The Finance Ministry has virtually ruled out a rethink on the proposed controversial tax amendments that seek to bring all Vodafone-Hutchison type offshore transactions into the tax net.

The current stance seems largely driven by the fact that taxation of indirect transfers could result in additional revenues of Rs 35,000-40,000 crore.

This is despite the concerns voiced by two industry chambers — FICCI and CII — that retrospective amendments to tax laws would dampen business sentiments and lower the morale of foreign and domestic investors.

Defending the spate of amendments proposed in the Budget to bring offshore transactions into the tax net, the Finance Secretary, Mr R.S Gujral, saw merit in bringing Vodafone and other similar cases to tax, even from the standpoint of equity.

In a post-Budget interaction with industry associations here on Sunday, Mr Gujral said the proposed amendments were only to make the intention of legislature clear about what the actual interpretation of the tax law is.
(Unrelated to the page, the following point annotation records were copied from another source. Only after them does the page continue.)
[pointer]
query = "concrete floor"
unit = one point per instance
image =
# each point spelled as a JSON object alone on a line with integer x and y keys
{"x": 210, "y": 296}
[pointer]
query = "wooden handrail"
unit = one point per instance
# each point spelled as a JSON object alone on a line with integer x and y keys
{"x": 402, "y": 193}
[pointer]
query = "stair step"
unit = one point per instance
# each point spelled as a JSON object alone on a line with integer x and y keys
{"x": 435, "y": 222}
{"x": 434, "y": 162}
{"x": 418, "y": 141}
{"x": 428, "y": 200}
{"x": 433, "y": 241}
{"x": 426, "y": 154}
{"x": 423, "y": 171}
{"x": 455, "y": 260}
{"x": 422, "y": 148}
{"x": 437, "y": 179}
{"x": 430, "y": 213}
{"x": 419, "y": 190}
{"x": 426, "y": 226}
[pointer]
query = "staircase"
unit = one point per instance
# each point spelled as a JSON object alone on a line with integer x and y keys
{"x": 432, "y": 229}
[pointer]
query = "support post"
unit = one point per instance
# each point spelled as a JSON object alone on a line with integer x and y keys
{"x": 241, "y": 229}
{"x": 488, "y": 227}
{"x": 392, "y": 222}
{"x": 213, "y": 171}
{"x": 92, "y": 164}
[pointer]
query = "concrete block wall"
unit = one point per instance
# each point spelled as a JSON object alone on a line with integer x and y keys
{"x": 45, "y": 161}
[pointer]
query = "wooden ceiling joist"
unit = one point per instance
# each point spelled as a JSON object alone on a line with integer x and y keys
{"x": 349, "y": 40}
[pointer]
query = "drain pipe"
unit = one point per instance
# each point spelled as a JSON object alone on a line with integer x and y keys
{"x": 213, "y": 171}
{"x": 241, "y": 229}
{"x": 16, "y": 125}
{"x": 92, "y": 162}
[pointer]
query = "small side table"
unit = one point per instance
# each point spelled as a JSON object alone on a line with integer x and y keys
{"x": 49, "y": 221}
Once the amendments are made, there will be certainty that all such offshore transactions were always “susceptible to tax”, he said.

The retrospective amendment is being done from April 1,1962 as the clarification has to be made effective from the date the income-tax law came into force. This does not mean the Income Tax Department will open all cases of indirect transfer of shares with underlying Indian assets from April 1962 onward, the Finance Minister, Mr Pranab Mukherjee, clarified.

The Department will restrict itself to the limitation period of six assessment years, which implies that transactions beyond the six-year period would not be opened.

Dampen investor sentiment

The FICCI President, Mr R.V. Kanoria, said regardless of how compelling the reasons may be, retrospective amendments in laws would do little for confidence-building and were a dampener for foreign and domestic investors.

The CII President, Mr B. Muthuraman, said making changes, seemingly substantive and retrospective in tax laws, would make investors “question our governance and legal systems. This might create an impression of India being investor-unfriendly at a time when we need urgent investment”.

Mr Gujral said that the Vodafone case was not oneof double taxation. Rather, it is a situation where no tax had been paid on such sale anywhere. It is not desirable that such capital gains not be taxed anywhere in the world, he added.

He asserted that retrospective amendments would not have any negative impact on foreign direct investment (FDI) inflows, which had increased in China despite that country levying 15 per cent tax on similar offshore transactions. “FDI does not come because of zero tax. It comes where profits are to be made,” Mr Gujral said.

However, tax experts have a different take on the timing of the proposed changes. “The Vodafone controversy has spanned four years. If the move is to clarify on the legislative intent, why was it not done at the first available opportunity in 2008 itself? What is being done now through the Finance Bill is only after the Supreme Court's positive ruling was given, and that too to negate it,” said Mr Aseem Chawla, Tax Partner, Amarchand & Mangaldas.